5 Essential SAT Tips for High School Seniors

Between homework, extracurricular activities, working and maintaining your social life, preparing for the SATs can feel a little overwhelming – especially since a standardized test, like the SATs, can have such an impact on your future. But don’t let the pressure get to you; we’re here to help! We have gathered, assessed and organized 5 essential tips for high school seniors designed to help you feel more confident and prepared to take on the SATs.

5 SAT Tips for Success

1. Give Yourself Plenty of Time to Prepare and Practice

Taking the initiative to start preparing and practicing early can set you up for success when it comes time to take the biggest exam of your pre-college career. The Scholastic Assessment Test, better known as the SAT, is a critical opportunity to demonstrate your skills and knowledge on various subjects, including: literature, math and, of course, your essay.

I’m sure you have heard the phrase, practice makes perfect; well, it couldn’t ring more true when preparing for the SATs. One of the best ways to feel and be prepared on the day of your test is to practice writing short essays (especially since its worth 25% of your SAT writing score), and to challenge yourself to read outside of the classroom.

Many students have also found success with the official SAT College Board website.
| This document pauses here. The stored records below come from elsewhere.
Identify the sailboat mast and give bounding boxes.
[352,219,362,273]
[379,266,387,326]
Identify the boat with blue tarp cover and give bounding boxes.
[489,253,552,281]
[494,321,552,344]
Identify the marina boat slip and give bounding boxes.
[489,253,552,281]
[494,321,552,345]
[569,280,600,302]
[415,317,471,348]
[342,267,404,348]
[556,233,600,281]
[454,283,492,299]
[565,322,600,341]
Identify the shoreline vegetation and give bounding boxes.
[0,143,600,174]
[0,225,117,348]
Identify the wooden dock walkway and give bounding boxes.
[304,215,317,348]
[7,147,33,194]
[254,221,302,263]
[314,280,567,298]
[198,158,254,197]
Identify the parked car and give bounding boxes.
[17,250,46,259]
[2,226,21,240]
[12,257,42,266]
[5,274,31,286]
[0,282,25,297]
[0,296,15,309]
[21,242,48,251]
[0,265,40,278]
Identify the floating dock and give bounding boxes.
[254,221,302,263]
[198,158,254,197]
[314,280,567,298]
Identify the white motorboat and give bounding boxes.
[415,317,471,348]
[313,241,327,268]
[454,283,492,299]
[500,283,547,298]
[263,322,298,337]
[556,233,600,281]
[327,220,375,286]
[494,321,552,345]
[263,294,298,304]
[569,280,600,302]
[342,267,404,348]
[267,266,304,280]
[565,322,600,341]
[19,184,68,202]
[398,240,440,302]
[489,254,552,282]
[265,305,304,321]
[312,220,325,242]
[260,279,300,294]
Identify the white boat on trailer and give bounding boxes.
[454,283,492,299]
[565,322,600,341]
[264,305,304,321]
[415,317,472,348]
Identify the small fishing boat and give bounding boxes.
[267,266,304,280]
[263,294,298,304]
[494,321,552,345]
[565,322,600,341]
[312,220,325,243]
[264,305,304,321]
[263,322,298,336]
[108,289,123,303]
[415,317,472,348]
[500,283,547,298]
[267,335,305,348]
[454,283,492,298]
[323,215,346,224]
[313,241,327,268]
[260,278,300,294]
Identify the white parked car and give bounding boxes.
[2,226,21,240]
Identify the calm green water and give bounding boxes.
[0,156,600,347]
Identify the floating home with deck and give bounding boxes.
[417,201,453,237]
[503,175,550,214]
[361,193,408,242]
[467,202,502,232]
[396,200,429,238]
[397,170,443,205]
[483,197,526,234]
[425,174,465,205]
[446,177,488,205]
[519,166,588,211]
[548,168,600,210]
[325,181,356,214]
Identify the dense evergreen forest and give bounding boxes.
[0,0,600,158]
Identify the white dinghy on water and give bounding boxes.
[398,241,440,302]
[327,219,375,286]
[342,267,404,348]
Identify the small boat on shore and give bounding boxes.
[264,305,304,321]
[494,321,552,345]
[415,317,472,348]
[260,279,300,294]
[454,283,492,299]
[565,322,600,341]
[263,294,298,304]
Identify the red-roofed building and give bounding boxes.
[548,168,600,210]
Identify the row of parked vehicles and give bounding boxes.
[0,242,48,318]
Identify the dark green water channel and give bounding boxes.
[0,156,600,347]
The website is a home to:

  • Question of the day
  • Sample practice questions
  • A practice test and tutorials from Khan Academy
  • Affordable practice methods
    • The Official SAT Study Guide
    • The Official Online Course

With the right amount of practice and the use of reputable resources, like Kahn Academy, you can start to feel more confident, prepared and at ease when it comes time to sit down and conquer the SATs.

2. Don’t Ignore the Questions You Got Wrong on Your Practice Test

When you come across a question you’re unsure of, or can’t answer altogether, don’t give up. Eliminate the answer for now and use it to your advantage later so you can be fully prepared to answer related questions on the actual test. The practice test is your golden opportunity to assess your strengths and weaknesses – especially if you study and review the challenging questions thoroughly.

3. Use the Princeton Review and Barrons to Your Advantage

Resources like the Princeton Review offer highly-effective prep options that can help you get the results that you need to get into your top-choice schools. Here are a couple of advantages you can expect to gain when preparing for the SATs with the Princeton Review:

  • Private tutoring courses
  • Fundamental courses
  • Honors

All three options are effective ways of assessing your current skill set and exceeding your goals for the standardized test.

4. What You Can Expect on the SAT

Are you feeling anxious about the length of the test or the amount of questions on each section? Well, don’t worry too much because the layout and timing of the test isn’t exactly a mystery. According to College Board, the SAT is made up of ten different sections, including:

  • A 25-minute essay
  • Six 25-minute sections (mathematics, critical reading and writing)
  • Two 20-minute sections (mathematics, critical reading and writing)
  • A 10-minute multiple-choice writing section
    • Total test time: 3 hours and 45 minutes.

With an understanding of how the timing breaks down for each section, you should know exactly where you should focus your attention, and what areas you may need extra practice time on. Better yet, you have timed goals to work toward. So, for example, if you’ve been struggling with essay writing, practice writing short essays while timing yourself and evaluating for quality. Once you’re confident you can craft a solid essay in under 25 minutes, you’ll know you’re ready for that portion of the test.

5. The Night Before the SATs

Leading up to the morning of the SATs, be sure that you are eating a well-balanced diet and that you get plenty of exercise before the test. When you maintain a healthy, balanced diet and are staying active, you will continue to boost your energy levels overtime, which will help you stay focused and alert when it comes time to take your test.

Instead of cramming the night before, try relaxing with a yoga class and get plenty of sleep. Don’t forget to set your alarm so you have plenty of time to get ready, eat a healthy breakfast and arrive early to your exam.

Test Day Checklist

What you bring to the SATs is critical, so be sure that you pack the night before so you can avoid feeling disorganized the morning of your test.

Here is what you need to bring to the test:

  • Your admission ticket
  • Two no. 2 pencils,
  • Photo ID
  • Acceptable calculator: graphing or scientific
  • Snacks or a drink for your break

What not to bring to the test:

  • Your cell phone or other smart devices
  • Your laptop
  • Cameras or recording audio

With these 5 essential tips in mind, you will feel more confident and ready for your test! Don’t forget to find a healthy balance between studying and preparing for your SATs and enjoying your senior year. Your academics are highly important and valuable, especially to the future of your career, but it’s important that you find a balance between your academics, extracurriculars and your social and family life.